The second biblical myth, the Tower of Babel, depicts humanity’s hubristic attempt to construct a unified, universal culture capable of rivaling heaven itself. This effort is thwarted through the “confusion of tongues,” as humanity is divided into a plurality of languages and cultures in order to halt further theomachy. Trubetskoy interprets this story as a clear affirmation that cultural difference is God-pleasing and integral to the divine order of the world. Western imperialist attempts to impose a universal civilization thus appear as modern efforts to scale the vault of heaven itself. Any project aimed at constructing a global civilization, the Eurasianists argue, is therefore both false and opposed to God’s plan.
The final miracle is that of naming: forgetting one’s name, and finding it again. At various points in history, Eurasia appeared to have lost its path and essence—after the early period of Rus’, during the Tatar Yoke, under Peter the Great’s Westernizing reforms, and then under the Bolsheviks. Yet, every attempt to divide, overwrite, or suppress Eurasia’s identity has failed, because the essence of the Eurasian land is divinely ordained. Paradoxically, each effort to erase this identity has only served to strengthen it; as the submerged myth resurfaces, the upper strata are stripped away, and deeper truths embedded in the land itself reemerge.
Like the Israelites, the Eurasianists may find themselves lost, scattered, or exiled, but these conditions only heighten the intensity of those miraculous moments when the true name is rediscovered, whispered back into being by the tongue of the world. In this light, Vakhitov reminds us that the Book of Exodus was once known simply as the Book of Names.
Myths disclose the hidden truths of history, identity, and destiny, and for all of its scientific and ideological rigor, Vakhitov ultimately reminds us not to lose sight of the religious core of the Eurasianist idea.
For more by Rustem Vakhitov in English, check out his in-depth, critical introduction to Foundations of Eurasianism Vol. III (PRAV Publishing, 2024).
Topogenesis [mestorazvitye] refers to the process by which a culture, people, or civilization takes shape through its organic development in and with a specific geographical space. It emphasizes that historical, cultural, and spiritual forms are not abstract or transferable, but arise from a living interaction between land, climate, landscape, economy, and collective human life. In Eurasianist thought, topogenesis rejects the idea that civilizations can be freely exported or imposed elsewhere, insisting instead that each culture develops according to the internal logic of its place of development.
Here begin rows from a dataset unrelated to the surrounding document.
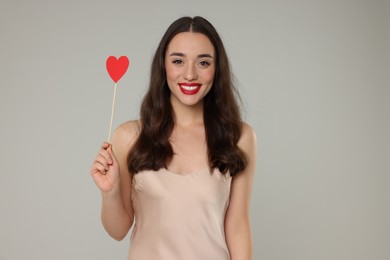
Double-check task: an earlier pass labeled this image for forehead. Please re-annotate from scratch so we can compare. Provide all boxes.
[166,32,214,56]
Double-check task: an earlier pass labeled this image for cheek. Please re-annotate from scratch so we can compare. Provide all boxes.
[165,65,178,80]
[203,69,215,82]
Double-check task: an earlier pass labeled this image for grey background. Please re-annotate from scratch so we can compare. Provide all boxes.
[0,0,390,260]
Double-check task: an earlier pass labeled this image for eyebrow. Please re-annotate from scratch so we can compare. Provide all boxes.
[169,52,214,59]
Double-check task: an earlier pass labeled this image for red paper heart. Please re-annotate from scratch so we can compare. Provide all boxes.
[106,56,130,83]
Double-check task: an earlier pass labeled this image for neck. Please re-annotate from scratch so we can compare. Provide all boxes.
[171,95,203,126]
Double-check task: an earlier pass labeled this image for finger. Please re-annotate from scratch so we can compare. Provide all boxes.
[107,145,117,165]
[91,163,107,175]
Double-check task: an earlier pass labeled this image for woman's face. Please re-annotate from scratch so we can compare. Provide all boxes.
[165,32,216,106]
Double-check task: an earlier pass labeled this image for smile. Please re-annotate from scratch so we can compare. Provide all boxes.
[179,83,202,95]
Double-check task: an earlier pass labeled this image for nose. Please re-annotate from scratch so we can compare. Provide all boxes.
[184,63,198,81]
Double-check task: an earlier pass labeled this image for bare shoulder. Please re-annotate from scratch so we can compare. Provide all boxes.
[238,123,256,153]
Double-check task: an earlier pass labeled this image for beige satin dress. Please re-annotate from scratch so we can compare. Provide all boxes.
[128,168,232,260]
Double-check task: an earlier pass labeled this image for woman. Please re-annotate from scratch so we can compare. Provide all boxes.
[91,17,256,260]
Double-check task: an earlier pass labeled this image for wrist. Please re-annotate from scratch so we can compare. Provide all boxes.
[101,189,120,200]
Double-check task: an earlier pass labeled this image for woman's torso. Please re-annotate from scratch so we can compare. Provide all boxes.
[128,167,231,260]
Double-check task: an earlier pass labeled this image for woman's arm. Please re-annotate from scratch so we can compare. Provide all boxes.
[93,122,138,240]
[225,124,256,260]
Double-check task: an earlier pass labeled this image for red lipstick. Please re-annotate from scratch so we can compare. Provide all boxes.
[179,83,202,95]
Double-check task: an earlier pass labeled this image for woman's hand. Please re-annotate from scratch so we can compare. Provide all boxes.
[90,142,119,193]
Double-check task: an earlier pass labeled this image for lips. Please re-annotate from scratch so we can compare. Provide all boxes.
[179,83,202,95]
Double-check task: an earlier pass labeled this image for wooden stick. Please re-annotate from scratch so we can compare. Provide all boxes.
[107,83,116,143]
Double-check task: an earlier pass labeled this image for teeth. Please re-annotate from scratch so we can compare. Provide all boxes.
[181,85,198,91]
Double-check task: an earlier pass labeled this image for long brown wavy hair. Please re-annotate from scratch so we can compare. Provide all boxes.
[127,16,247,176]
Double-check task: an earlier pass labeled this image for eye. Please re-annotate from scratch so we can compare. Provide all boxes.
[198,60,210,67]
[172,59,183,65]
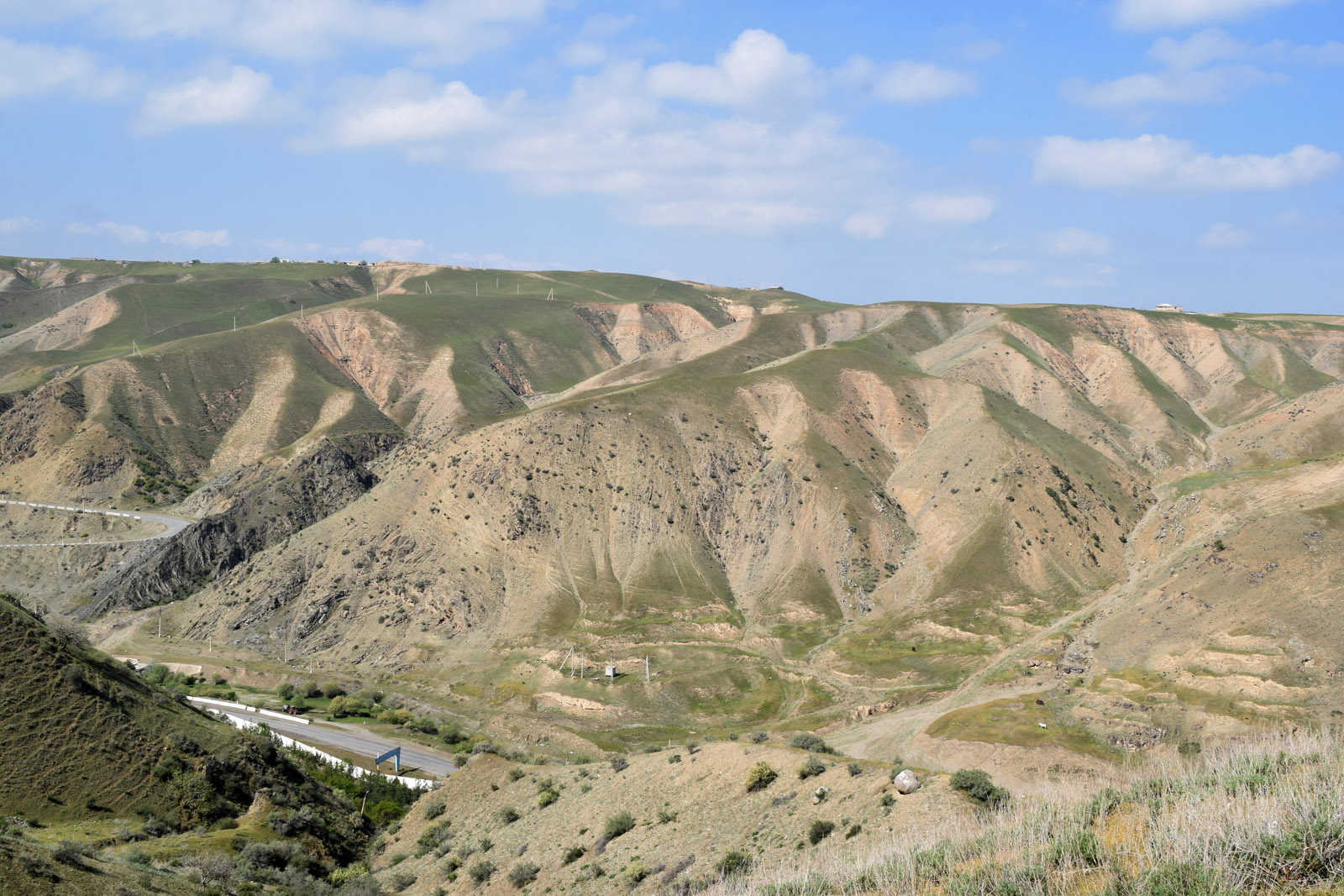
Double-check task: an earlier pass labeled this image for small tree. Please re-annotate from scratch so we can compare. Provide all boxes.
[508,862,542,889]
[748,762,780,794]
[714,849,751,878]
[466,858,499,887]
[602,811,634,840]
[327,696,359,719]
[950,768,1010,809]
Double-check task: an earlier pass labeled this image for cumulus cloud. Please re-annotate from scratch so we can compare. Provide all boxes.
[321,71,496,146]
[0,0,549,63]
[137,65,277,133]
[910,193,995,224]
[1194,220,1255,249]
[0,36,130,102]
[648,29,822,106]
[1060,65,1285,107]
[359,237,425,260]
[1033,134,1340,192]
[0,215,40,233]
[872,62,977,102]
[155,230,228,249]
[835,56,979,103]
[1046,227,1111,255]
[1114,0,1297,31]
[66,220,150,244]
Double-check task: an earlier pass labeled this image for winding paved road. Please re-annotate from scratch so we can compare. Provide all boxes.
[225,710,457,778]
[0,498,192,548]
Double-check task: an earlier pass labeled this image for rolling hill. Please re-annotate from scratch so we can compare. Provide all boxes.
[0,252,1344,780]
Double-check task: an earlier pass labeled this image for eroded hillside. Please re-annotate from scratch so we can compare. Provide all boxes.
[0,262,1344,764]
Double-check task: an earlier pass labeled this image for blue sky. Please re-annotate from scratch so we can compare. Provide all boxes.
[0,0,1344,313]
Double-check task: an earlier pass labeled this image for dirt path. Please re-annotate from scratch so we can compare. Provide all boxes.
[827,494,1169,768]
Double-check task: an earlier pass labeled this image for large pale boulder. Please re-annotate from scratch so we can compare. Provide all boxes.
[891,768,919,795]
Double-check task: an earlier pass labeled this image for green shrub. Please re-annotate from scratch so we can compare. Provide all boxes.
[327,696,359,719]
[1048,831,1100,867]
[950,768,1008,809]
[789,733,835,752]
[798,757,827,780]
[748,762,780,794]
[602,811,634,840]
[1134,861,1231,896]
[51,840,92,865]
[365,799,406,827]
[466,858,499,885]
[808,818,836,846]
[714,849,751,878]
[508,862,542,889]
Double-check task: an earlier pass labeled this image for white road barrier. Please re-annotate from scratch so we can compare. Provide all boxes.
[220,712,439,790]
[186,697,313,726]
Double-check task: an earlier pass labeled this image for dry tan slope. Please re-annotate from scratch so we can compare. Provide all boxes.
[0,291,121,354]
[375,743,970,896]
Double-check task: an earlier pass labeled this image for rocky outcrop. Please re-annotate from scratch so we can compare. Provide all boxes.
[86,439,378,616]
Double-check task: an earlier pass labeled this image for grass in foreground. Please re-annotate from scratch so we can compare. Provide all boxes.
[708,733,1344,896]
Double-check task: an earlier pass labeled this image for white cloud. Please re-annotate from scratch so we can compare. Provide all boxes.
[0,215,40,233]
[0,0,549,63]
[648,29,824,106]
[312,71,496,148]
[1046,227,1111,255]
[1060,65,1284,107]
[958,258,1035,277]
[359,237,425,260]
[842,58,979,103]
[1147,29,1250,69]
[910,193,995,224]
[844,211,891,239]
[66,220,150,244]
[1194,220,1255,249]
[136,65,277,133]
[0,35,130,102]
[1114,0,1297,31]
[1033,134,1340,192]
[155,230,228,249]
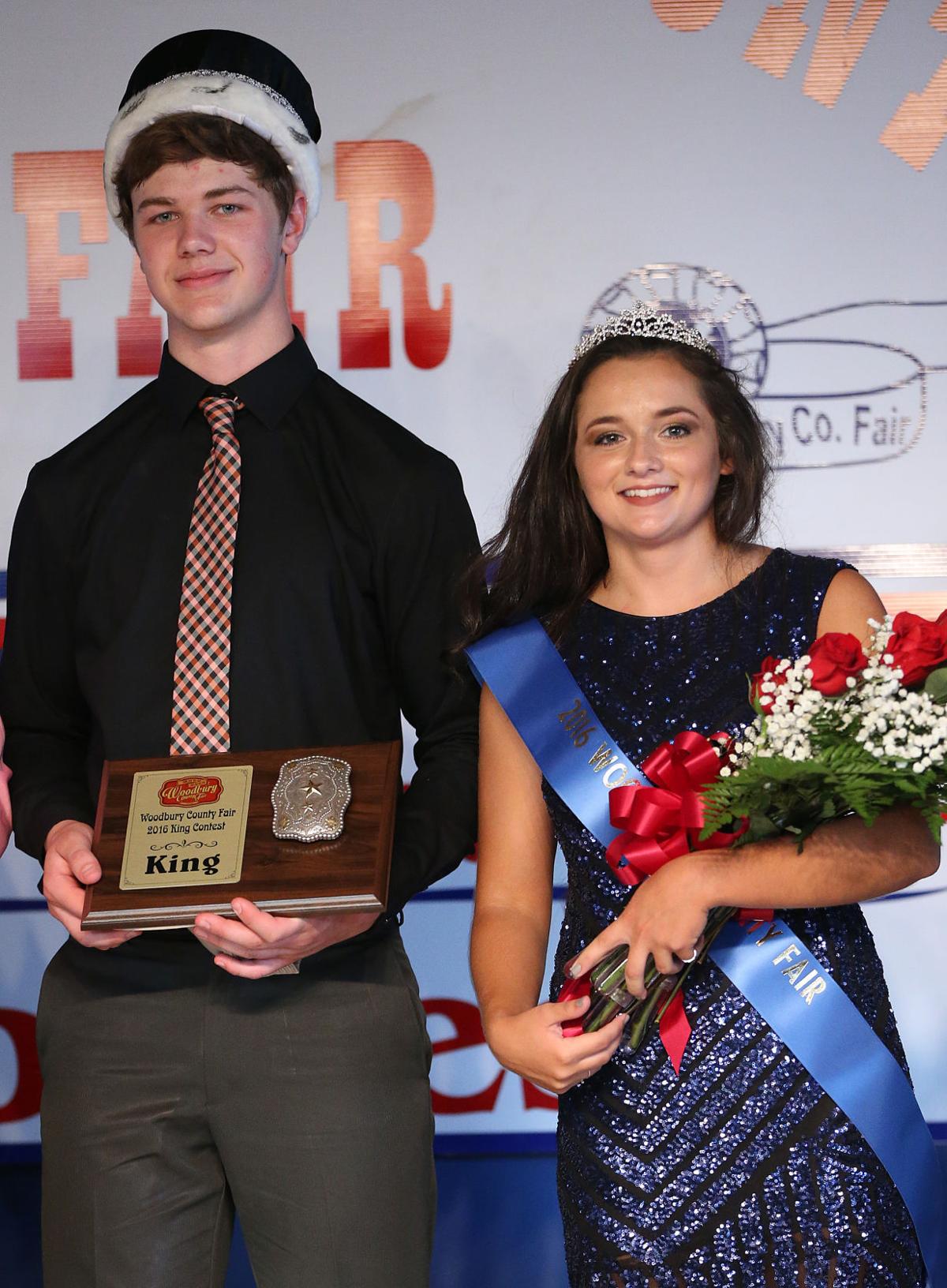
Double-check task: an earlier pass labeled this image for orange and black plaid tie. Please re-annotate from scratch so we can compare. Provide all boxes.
[171,395,244,756]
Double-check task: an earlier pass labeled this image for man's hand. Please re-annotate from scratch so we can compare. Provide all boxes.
[192,899,380,979]
[43,818,142,950]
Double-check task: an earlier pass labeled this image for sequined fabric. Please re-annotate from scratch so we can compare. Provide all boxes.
[544,550,924,1288]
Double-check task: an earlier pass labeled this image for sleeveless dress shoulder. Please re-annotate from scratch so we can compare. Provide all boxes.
[544,550,924,1288]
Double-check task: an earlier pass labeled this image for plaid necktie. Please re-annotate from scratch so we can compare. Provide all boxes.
[171,395,244,756]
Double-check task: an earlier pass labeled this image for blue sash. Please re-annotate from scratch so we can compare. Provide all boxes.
[466,618,947,1288]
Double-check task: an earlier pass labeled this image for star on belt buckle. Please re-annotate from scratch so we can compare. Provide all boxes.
[271,756,352,842]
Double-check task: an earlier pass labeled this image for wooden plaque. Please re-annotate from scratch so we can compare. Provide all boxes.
[82,742,401,930]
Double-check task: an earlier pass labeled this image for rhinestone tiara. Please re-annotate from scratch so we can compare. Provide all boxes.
[572,300,717,362]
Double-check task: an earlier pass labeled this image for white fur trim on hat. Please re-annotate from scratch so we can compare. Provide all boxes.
[104,71,320,237]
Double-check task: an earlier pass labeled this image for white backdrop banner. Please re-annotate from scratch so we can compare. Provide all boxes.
[0,0,947,1151]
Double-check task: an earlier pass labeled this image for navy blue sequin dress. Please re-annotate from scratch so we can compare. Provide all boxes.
[544,550,924,1288]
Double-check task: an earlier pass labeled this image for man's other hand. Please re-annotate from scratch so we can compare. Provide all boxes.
[43,818,142,950]
[193,899,379,979]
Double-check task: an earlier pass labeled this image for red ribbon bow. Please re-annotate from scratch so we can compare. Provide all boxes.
[560,729,773,1073]
[605,729,747,885]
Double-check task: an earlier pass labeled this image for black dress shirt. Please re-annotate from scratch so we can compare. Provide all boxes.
[0,334,477,909]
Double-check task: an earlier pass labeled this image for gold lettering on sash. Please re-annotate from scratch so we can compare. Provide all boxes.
[802,975,826,1006]
[782,957,809,984]
[589,742,619,774]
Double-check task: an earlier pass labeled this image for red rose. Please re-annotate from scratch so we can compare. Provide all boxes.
[885,611,947,687]
[809,631,868,698]
[750,657,786,715]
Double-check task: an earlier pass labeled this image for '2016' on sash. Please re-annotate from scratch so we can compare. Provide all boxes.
[466,617,947,1288]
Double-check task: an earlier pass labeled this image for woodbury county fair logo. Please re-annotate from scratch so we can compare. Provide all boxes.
[159,774,224,809]
[582,264,947,470]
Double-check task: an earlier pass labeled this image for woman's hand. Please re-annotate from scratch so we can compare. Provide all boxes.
[568,850,711,998]
[485,997,627,1096]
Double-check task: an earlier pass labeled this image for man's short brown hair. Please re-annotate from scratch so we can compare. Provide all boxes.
[112,112,297,241]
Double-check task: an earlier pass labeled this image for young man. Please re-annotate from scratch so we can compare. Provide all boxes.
[2,32,475,1288]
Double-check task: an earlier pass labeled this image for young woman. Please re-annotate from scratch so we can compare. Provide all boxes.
[472,308,938,1288]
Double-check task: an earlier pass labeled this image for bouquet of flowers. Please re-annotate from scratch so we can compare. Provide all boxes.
[584,611,947,1047]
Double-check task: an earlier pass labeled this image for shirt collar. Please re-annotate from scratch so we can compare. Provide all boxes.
[157,328,318,429]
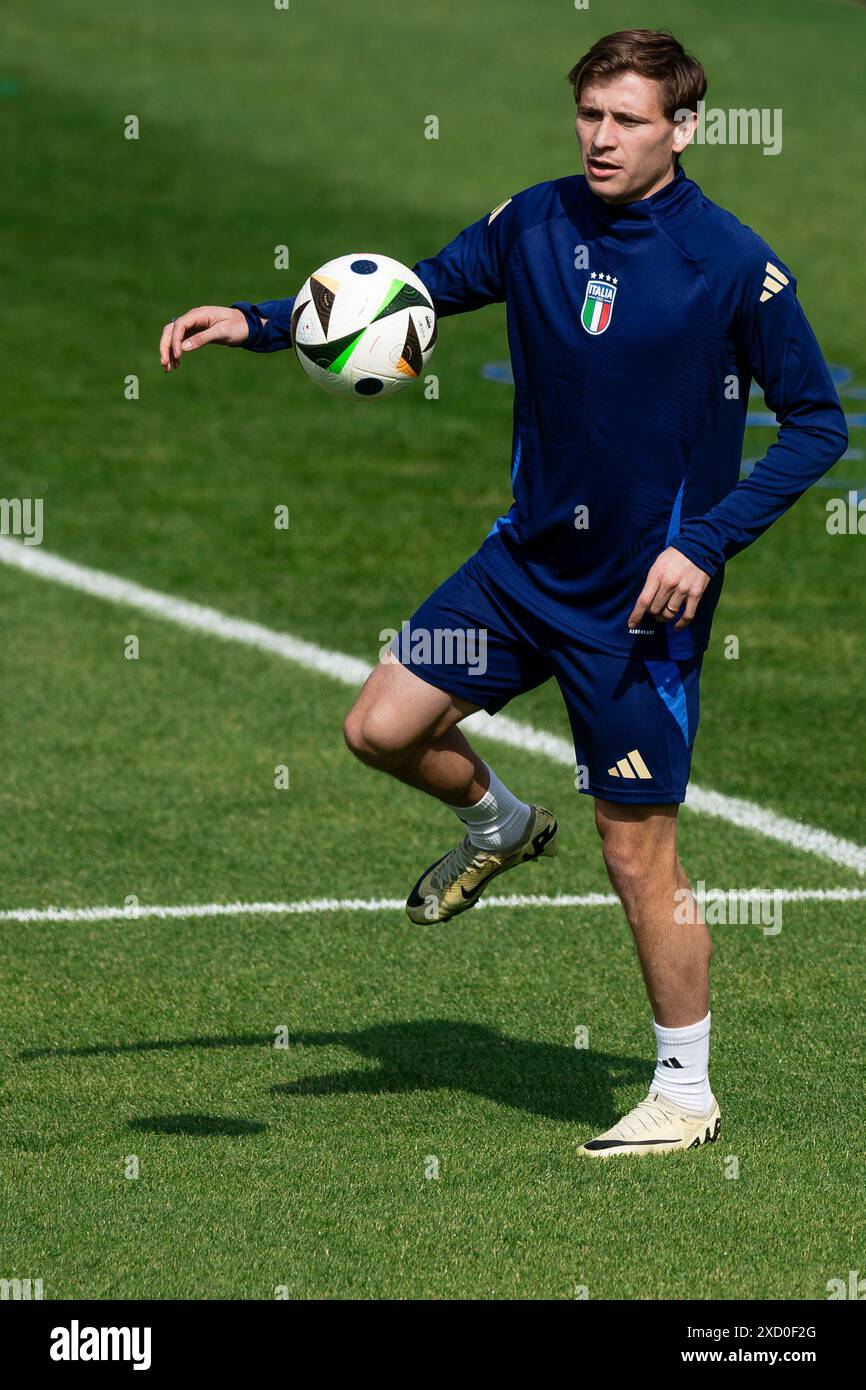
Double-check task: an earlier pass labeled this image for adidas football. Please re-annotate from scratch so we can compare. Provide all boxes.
[292,252,436,399]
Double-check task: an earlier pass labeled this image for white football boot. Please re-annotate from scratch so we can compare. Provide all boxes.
[577,1091,721,1158]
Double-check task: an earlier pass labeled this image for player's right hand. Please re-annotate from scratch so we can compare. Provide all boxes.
[160,304,249,371]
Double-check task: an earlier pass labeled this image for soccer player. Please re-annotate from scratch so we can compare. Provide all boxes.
[161,29,848,1158]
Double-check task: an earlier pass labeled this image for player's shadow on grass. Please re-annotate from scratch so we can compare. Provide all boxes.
[272,1019,652,1125]
[18,1019,652,1134]
[129,1115,267,1138]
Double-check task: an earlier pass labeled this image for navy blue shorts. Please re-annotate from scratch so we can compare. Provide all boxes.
[392,542,702,803]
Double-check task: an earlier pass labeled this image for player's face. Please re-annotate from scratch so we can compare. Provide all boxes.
[575,72,691,203]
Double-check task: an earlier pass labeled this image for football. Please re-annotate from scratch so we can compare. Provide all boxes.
[292,252,436,400]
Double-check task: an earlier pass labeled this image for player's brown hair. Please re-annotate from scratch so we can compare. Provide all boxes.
[567,29,706,129]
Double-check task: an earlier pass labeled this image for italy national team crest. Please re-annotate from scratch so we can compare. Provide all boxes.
[581,271,617,338]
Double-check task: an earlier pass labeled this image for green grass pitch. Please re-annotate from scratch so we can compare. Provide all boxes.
[0,0,866,1300]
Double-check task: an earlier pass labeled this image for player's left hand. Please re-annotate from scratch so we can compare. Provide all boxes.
[628,545,710,630]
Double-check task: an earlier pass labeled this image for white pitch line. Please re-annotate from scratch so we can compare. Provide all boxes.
[0,537,866,874]
[0,888,866,924]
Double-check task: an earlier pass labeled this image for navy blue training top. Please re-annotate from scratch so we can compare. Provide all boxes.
[236,159,848,657]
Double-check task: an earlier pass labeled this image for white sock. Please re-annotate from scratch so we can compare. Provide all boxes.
[649,1013,713,1115]
[450,763,532,849]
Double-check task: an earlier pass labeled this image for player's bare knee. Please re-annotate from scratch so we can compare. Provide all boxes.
[343,705,409,771]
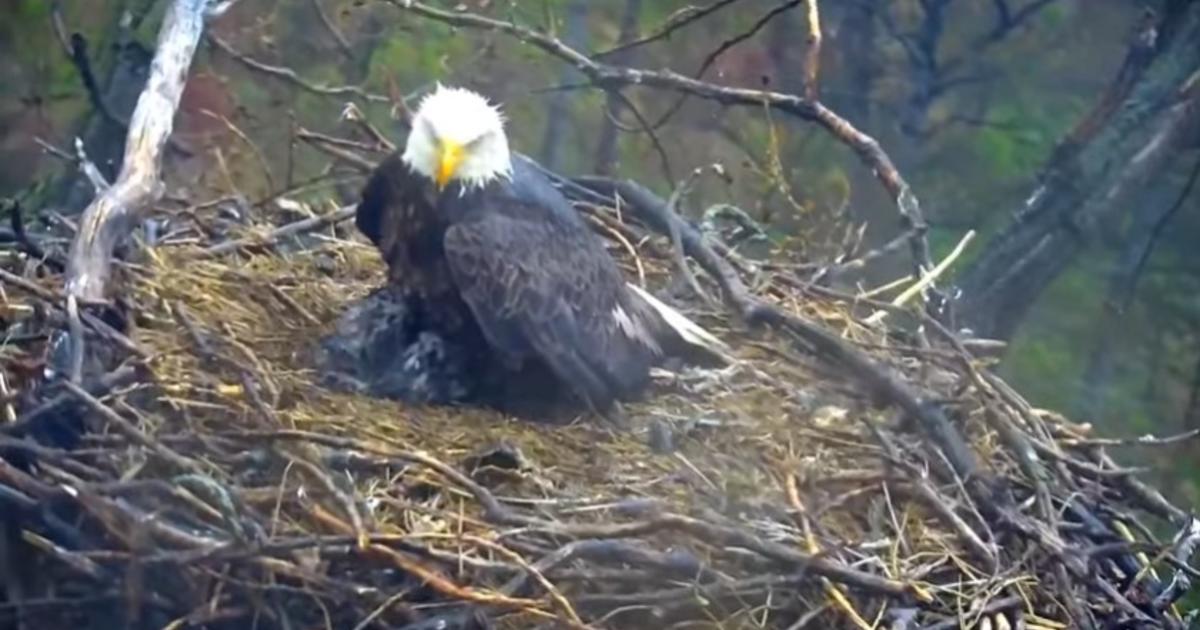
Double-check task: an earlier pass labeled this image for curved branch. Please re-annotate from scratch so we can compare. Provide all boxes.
[66,0,210,301]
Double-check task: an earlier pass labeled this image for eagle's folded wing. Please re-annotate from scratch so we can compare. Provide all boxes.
[444,209,650,409]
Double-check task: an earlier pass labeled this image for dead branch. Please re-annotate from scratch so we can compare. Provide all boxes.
[388,0,932,276]
[66,0,216,301]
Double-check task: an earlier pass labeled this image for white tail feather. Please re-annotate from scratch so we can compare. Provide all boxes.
[626,282,733,362]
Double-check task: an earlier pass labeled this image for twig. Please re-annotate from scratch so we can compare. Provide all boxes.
[804,0,821,101]
[864,229,976,325]
[667,164,725,304]
[62,382,205,475]
[198,204,358,258]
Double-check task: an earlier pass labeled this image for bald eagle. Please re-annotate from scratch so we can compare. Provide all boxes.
[355,85,721,418]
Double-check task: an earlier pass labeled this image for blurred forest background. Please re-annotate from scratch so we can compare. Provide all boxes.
[0,0,1200,504]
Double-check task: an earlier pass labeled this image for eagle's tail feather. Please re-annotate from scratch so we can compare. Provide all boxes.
[626,282,732,362]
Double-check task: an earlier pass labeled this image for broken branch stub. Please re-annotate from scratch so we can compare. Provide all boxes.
[66,0,209,302]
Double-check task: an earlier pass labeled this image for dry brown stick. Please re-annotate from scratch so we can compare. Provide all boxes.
[0,269,150,359]
[66,0,209,301]
[199,204,358,258]
[236,430,930,601]
[287,454,370,548]
[62,382,206,475]
[310,505,552,610]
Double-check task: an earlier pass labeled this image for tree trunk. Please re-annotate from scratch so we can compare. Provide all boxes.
[594,0,642,175]
[959,2,1200,338]
[541,0,589,170]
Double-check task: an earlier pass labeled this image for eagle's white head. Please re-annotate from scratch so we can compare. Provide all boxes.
[402,84,512,190]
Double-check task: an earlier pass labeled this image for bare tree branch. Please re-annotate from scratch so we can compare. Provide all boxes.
[386,0,932,276]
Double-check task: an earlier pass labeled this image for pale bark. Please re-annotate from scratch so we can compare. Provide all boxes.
[66,0,210,302]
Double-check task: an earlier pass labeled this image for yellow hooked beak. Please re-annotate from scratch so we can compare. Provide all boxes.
[437,140,463,190]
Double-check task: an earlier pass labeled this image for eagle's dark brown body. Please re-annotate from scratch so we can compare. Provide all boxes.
[356,155,683,413]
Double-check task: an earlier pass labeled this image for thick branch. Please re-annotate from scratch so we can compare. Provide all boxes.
[66,0,209,301]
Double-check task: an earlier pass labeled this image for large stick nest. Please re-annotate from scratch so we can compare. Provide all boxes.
[0,163,1196,629]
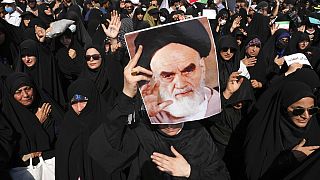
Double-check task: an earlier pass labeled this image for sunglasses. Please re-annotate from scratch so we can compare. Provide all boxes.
[86,54,101,61]
[291,107,319,116]
[221,48,236,53]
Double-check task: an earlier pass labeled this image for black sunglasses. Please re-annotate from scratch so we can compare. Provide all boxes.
[291,107,319,116]
[86,54,101,61]
[221,47,236,53]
It is outside the scope of this review to examine the breadth of material presented in support of this argument, but interested readers can find the details in chapter 2.
It is critical, however, to understand that Trubetskoy is not implying that Eurasia can think and express itself as if it were some singular identity distinguishable from the people that make it up. Eurasia expresses and understands itself in the collective work and thought of its people.
While slightly outside the scope of this review, Vakhitov here also breaks down the distinction between Trubetskoy’s “conciliar personality” [sobornaya lichnost’] and Karsavin’s “symphonic personality” [simfonicheskaya lichnost’] in a comprehensive way. This division is of critical importance for understanding the Clamart split and classical Eurasianism’s division into a “right” and “left” wing.